É outra questão que começa a melhorar. Depois de tanta desorganização, tanta promiscuidade, denúncias de corrupção, presidente da CBF na cadeia, isso tem de melhorar. Os clubes estão se organizando mais. Há essa perspectiva, mas ainda está longe do ideal. Acho um absurdo o que os clubes gastam, jogam dinheiro fora. Fazem uma confusão, pagam três, quatro técnicos de uma vez só. Ficam com uma dívida gigantesca. Mas parece haver uma melhora. A própria CBF, que é a principal culpada dessa promiscuidade, com a prisão do Marin, processos contra o Ricardo Teixeira e o Marco Polo del Nero, já sofre com as empresas patrocinadoras que ameaçam deixar de patrocinar. A CBF está tentando mudar. Chegou à conclusão de que, se não mudar, não tem como se sustentar.
Como foi sua atividade como médico? Sente saudade?
Estudei e trabalhei muito como médico. Em 1975, entrei na faculdade e me formei em 1981. Dali até 1998, trabalhei duro. Me dediquei, era professor de Medicina. Parei no final dos anos 1990. Sinto saudade. Trabalhava muito com os alunos, o que me dava muito prazer. O trabalho médico foi todo ligado ao hospital da faculdade. Disso eu sinto falta. Às vezes me encontro com ex-alunos, o que mexe um pouco comigo. Mas também gosto do futebol. Eu até cito no livro a frase do Falcão, que diz que o jogador de futebol morre duas vezes, uma quando para de jogar e a outra quando morre mesmo (risos). Eu digo que, quando parei de jogar, eu morri e renasci. Um dia depois de o médico dar o veredito de que eu não poderia mais jogar, já estava pensando o que eu ia estudar para fazer o vestibular. Depois, fiz o caminho inverso. Morri largando a Medicina e renasci com o futebol. A oportunidade de ter várias atividades foi muito boa.

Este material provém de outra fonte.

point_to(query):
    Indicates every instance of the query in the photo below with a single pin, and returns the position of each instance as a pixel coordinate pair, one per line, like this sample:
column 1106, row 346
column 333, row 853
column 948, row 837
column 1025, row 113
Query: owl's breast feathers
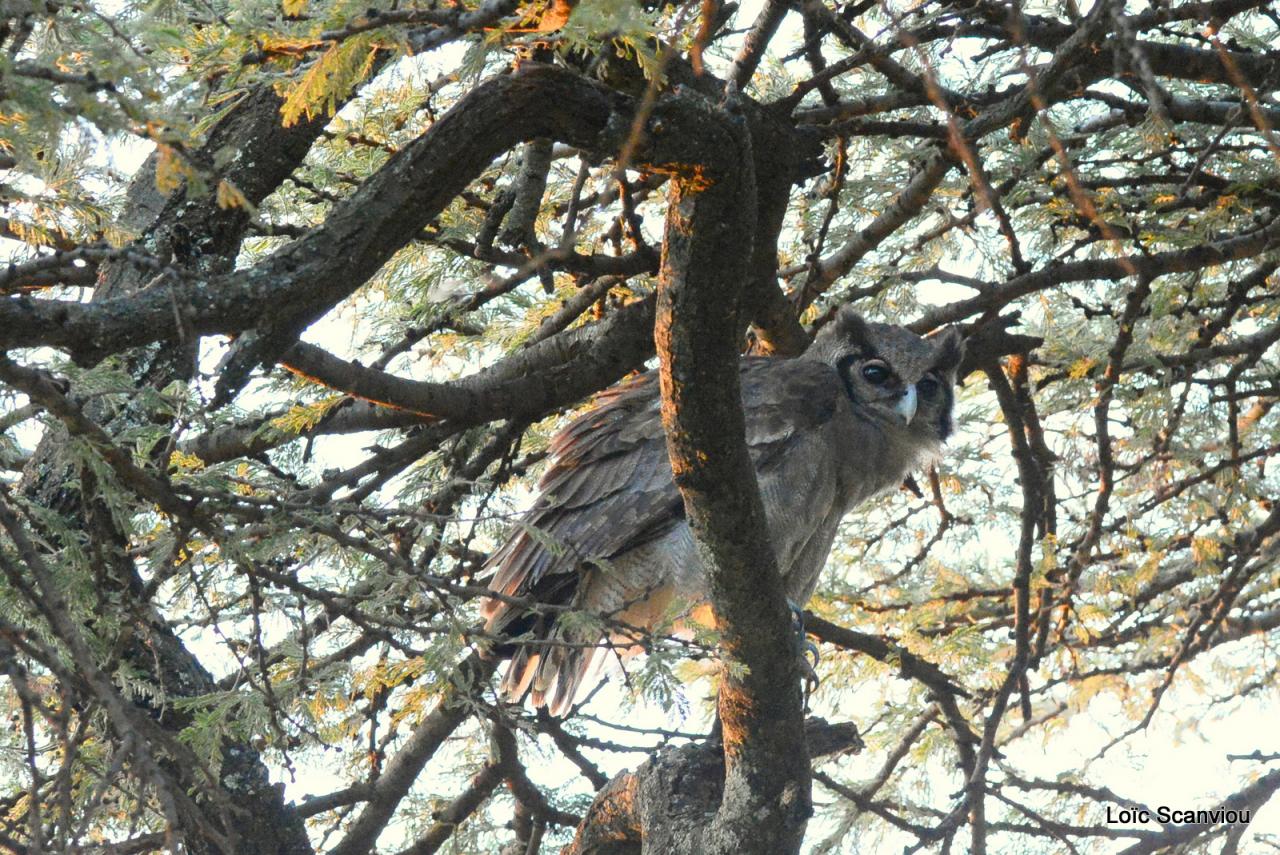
column 608, row 490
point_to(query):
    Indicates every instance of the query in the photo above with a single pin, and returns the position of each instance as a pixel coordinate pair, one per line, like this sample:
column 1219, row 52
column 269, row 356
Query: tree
column 269, row 399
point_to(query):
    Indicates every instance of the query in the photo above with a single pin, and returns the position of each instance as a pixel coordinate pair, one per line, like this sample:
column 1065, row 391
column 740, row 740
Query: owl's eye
column 876, row 373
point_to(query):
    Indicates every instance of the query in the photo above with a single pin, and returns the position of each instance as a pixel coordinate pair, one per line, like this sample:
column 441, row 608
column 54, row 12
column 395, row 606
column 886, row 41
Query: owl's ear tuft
column 949, row 346
column 849, row 325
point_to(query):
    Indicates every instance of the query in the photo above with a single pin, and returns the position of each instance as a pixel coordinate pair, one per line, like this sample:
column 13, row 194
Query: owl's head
column 892, row 374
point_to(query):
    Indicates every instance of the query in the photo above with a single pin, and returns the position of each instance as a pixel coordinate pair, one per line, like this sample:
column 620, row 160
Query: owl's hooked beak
column 906, row 405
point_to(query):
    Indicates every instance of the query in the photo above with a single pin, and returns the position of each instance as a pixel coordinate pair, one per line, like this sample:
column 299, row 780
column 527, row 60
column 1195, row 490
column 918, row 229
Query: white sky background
column 1166, row 766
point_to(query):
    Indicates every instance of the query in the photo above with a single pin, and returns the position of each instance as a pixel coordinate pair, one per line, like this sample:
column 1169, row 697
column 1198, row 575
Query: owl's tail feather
column 549, row 672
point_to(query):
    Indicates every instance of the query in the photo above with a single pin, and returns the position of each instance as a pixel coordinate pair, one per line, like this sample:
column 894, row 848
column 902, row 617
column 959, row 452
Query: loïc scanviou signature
column 1166, row 815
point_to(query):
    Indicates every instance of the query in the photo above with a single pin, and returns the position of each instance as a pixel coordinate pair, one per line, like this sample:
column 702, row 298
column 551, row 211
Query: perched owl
column 849, row 419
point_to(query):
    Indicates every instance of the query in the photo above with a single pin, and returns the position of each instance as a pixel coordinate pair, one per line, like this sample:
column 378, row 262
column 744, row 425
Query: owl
column 842, row 423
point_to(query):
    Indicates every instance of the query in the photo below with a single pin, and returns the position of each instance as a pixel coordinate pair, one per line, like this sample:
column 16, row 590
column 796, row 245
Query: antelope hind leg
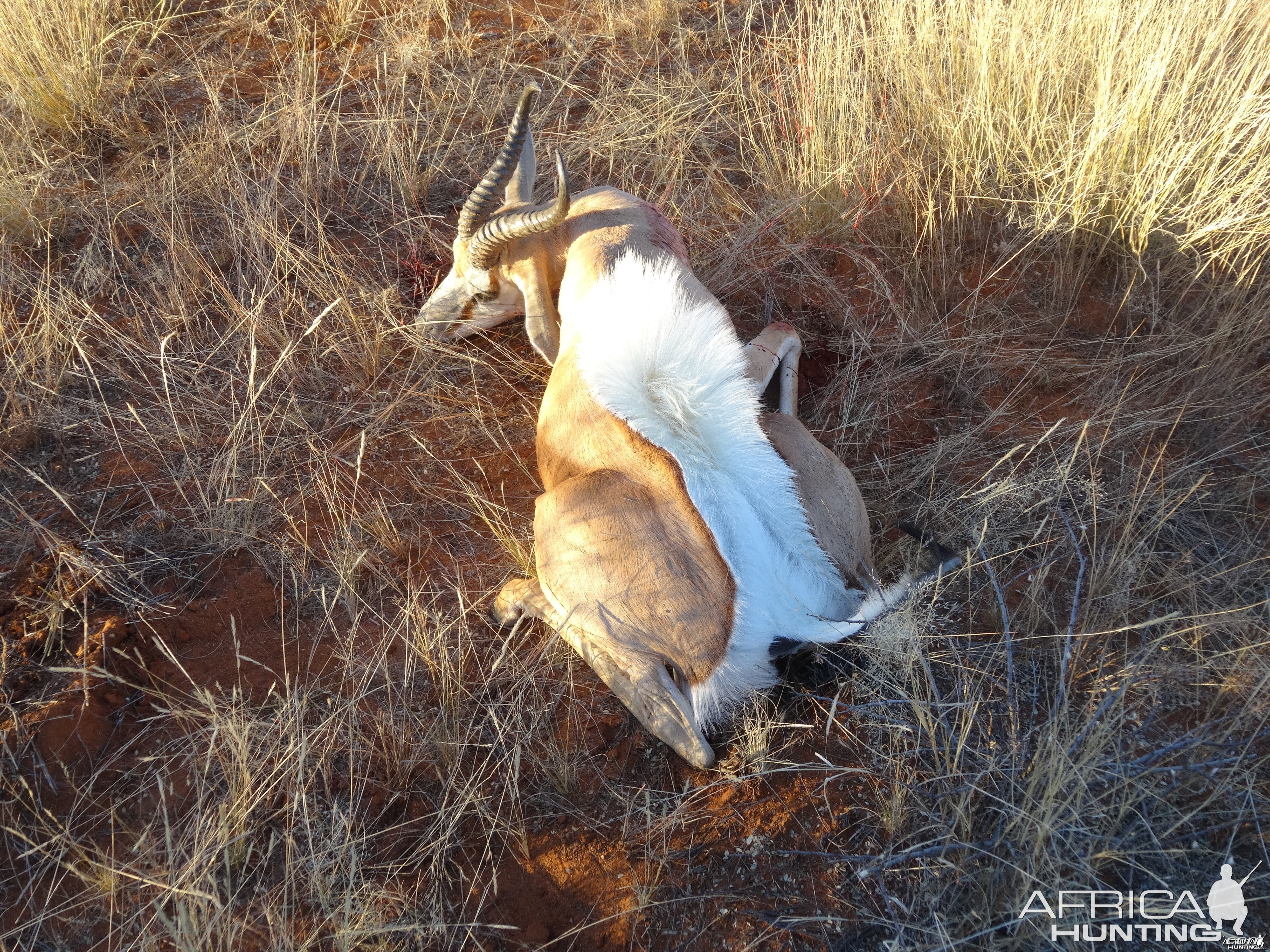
column 774, row 351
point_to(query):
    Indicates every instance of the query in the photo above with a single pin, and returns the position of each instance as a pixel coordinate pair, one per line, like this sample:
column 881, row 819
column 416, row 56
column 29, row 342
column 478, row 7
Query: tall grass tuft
column 1146, row 124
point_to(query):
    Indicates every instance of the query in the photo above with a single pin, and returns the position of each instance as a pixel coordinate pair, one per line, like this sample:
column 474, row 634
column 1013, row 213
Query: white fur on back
column 671, row 367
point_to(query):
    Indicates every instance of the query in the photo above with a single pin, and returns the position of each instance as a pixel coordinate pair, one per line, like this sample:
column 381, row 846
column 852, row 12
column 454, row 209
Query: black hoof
column 928, row 539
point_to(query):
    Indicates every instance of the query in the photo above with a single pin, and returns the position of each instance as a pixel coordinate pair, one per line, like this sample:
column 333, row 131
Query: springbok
column 685, row 537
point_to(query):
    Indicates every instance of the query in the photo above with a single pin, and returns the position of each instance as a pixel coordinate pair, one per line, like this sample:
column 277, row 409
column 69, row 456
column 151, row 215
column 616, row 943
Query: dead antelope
column 685, row 537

Como você tem acompanhado a crise política no país?
Tenho acompanhado como qualquer cidadão, com atenção e alguma preocupação. Posso dizer, hoje, que dou apoio total à Lava-Jato. Torço para que a operação siga apurando as denúncias de corrupção e para que as 10 medidas contra a corrupção sejam aprovadas.
O que lhe parecem as críticas que falam em um suposto partidarismo da Lava-Jato?
Discordo totalmente dessa crítica. Me parece absurdo dizer que a operação é partidária.